Student Projects

The following projects are available for Master and Bachelor students. They are performed in close collaboration with an experienced member of the lab. Apply for a project by sending an email to the contact mentioned for the project.

You may also suggest new projects, ideally close enough to our ongoing, or previously completed projects. In that case, you will have to convince Anne-Marie Kermarrec that it is worthwhile, of reasonable scope, and that someone in the lab can mentor you!

Summary

Experimental benchmark of Large-Scale Hash-based kNN Graph Construction Algorithms

Experimental benchmark of Large-Scale Hash-based kNN Graph Construction Algorithms

Contact: Anne-Marie Kermarrec.

Context

k-Nearest-Neighbour (kNN) graphs play a crucial role in a large range of Big Data and AI applications, from recommenders to manifold learning. Constructing a full kNN graph remains, however, a computing-intensive task, for which many approximate heuristics have been proposed. The minHash algorithm coupled with Locality Sensitive Hashing is one such particularly successful method for user x item datasets using Jaccard’s coefficient as similarity measure. Several improvements have been proposed to the minHash algorithm in recent years, yet most of these proposals have only been analysed formally, often under assumptions that are not necessarily met in practice, or have only been used in the context of the (related but different) kNN search problem.

Objective

The goal of this internship is to experimentally benchmark these existing methods on concrete large-scale datasets, with the objective to chart the design space of optimized user x item hashing techniques for the construction of kNN graphs, and if time permits propose new approaches informed from experiment-driven insights.

References 

Aumüller, Martin,  Christiani Tobias, Pagh Rasmus, Vesterli Michael. “PUFFINN: Parameterless and Universally Fast FInding of Nearest Neighbors”. ESA 2019: 10:1-10:16

Christiani, Tobias, Rasmus Pagh, and Johan Sivertsen. “Scalable and robust set similarity join.” 2018 IEEE 34th International Conference on Data Engineering (ICDE). IEEE, 2018.

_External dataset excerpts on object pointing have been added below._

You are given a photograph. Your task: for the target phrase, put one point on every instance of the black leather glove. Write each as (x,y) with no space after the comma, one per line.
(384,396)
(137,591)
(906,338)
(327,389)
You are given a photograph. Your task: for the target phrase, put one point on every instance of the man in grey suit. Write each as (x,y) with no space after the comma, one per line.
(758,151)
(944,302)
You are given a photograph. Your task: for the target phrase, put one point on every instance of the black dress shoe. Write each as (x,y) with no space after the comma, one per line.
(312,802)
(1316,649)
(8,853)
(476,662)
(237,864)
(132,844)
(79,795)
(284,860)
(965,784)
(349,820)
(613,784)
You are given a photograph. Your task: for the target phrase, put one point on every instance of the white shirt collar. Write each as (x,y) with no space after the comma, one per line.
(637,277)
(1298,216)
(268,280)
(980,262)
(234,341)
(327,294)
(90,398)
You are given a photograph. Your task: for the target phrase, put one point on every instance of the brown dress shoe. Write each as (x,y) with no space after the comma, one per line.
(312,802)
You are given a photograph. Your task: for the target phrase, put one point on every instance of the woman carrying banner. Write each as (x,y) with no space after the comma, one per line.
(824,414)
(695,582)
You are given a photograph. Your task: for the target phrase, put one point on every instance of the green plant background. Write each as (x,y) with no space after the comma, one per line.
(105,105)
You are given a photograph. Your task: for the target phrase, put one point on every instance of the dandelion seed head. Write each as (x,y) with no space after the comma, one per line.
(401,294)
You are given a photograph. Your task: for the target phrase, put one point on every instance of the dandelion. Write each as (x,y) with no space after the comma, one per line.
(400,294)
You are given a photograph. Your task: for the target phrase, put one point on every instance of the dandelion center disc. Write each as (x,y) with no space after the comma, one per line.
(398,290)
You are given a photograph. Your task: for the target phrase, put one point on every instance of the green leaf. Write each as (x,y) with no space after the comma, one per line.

Dahlgaard, Søren, Mathias Bæk Tejs Knudsen, and Mikkel Thorup. “Fast similarity sketching.” 2017 IEEE 58th Annual Symposium on Foundations of Computer Science (FOCS). IEEE, 2017

Guerraoui, Rachid, Kermarrec, Anne-Marie,  Ruas Olivier, and  Taïani François “Smaller, Faster & Lighter KNN Graph Constructions.” WWW 2020: 1060-1070

Ping, Li, and König, Arnd Christian. “Theory and applications of b-bit minwise hashing.” Communications of the ACM 54.8 (2011): 101-109.

Stanojevic, Rade, Mohamed Nabeel, and Ting Yu. “Distributed cardinality estimation of set operations with differential privacy.” 2017 IEEE Symposium on Privacy-Aware Computing (PAC). IEEE, 2017.